J’ai vu ce même Abdallah commettre une vexation plus ingénieuse encore. J’ai dit qu’il avait envoyé sa cavalerie piller des Arabes cultivateurs, de l’autre côté du Jourdain. Ces bonnes gens, qui avaient payé le miri, et qui ne se croyaient point en guerre, furent surpris au milieu de leurs tentes et de leurs troupeaux. On leur vola deux mille deux cents chèvres et moutons, quatre-vingt-quatorze veaux, mille ânes et six juments de première race : les chameaux seuls échappèrent 9.  ; un chéik les appela de loin, et ils le suivirent : ces fidèles enfants du désert allèrent porter leur lait à leurs maîtres dans la montagne, comme s’ils avaient deviné que ces maîtres n’avaient plus d’autre nourriture.
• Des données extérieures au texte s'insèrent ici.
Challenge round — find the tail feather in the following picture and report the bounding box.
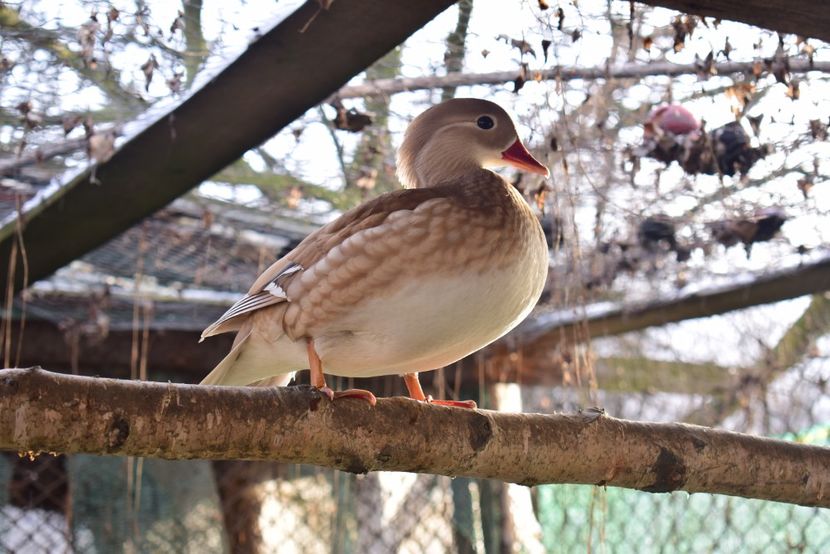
[199,306,305,386]
[200,326,253,386]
Un Européen ne pourrait guère imaginer ce que le pacha fit de ce butin. Il mit à chaque animal un prix excédant deux fois sa valeur. Il estima chaque chèvre et chaque mouton à vingt piastres, chaque veau à quatre-vingts. On envoya les bêtes ainsi taxées aux bouchers, aux différents particuliers de Jérusalem et aux chefs des villages voisins : il fallait les prendre et les payer, sous peine de mort. J’avoue que, si je n’avais pas vu de mes yeux cette double iniquité, elle me paraîtrait tout à fait incroyable. Quant aux ânes et aux chevaux, ils demeurèrent aux cavaliers, car, par une singulière convention entre ces voleurs, les animaux à pied fourchu appartiennent au pacha dans les épaves, et toutes les autres bêtes sont le partage des soldats.

Après avoir épuisé Jérusalem, le pacha se retire. Mais, afin de ne pas payer les gardes de la ville, et pour augmenter l’escorte de la caravane de La Mecque, il emmène avec lui les soldats. Le gouverneur reste seul avec une douzaine de sbires, qui ne peuvent suffire à la police intérieure, encore moins à celle du pays. L’année qui précéda celle de mon voyage, il fut obligé de se cacher lui-même dans sa maison pour échapper à des bandes de voleurs qui passaient pardessus les murs de Jérusalem, et qui furent au moment de piller la ville.

A peine le pacha a-t-il disparu, qu’un autre mal, suite de son oppression, commence. Les villages dévastés se soulèvent ; ils s’attaquent les uns les autres pour exercer des vengeances héréditaires.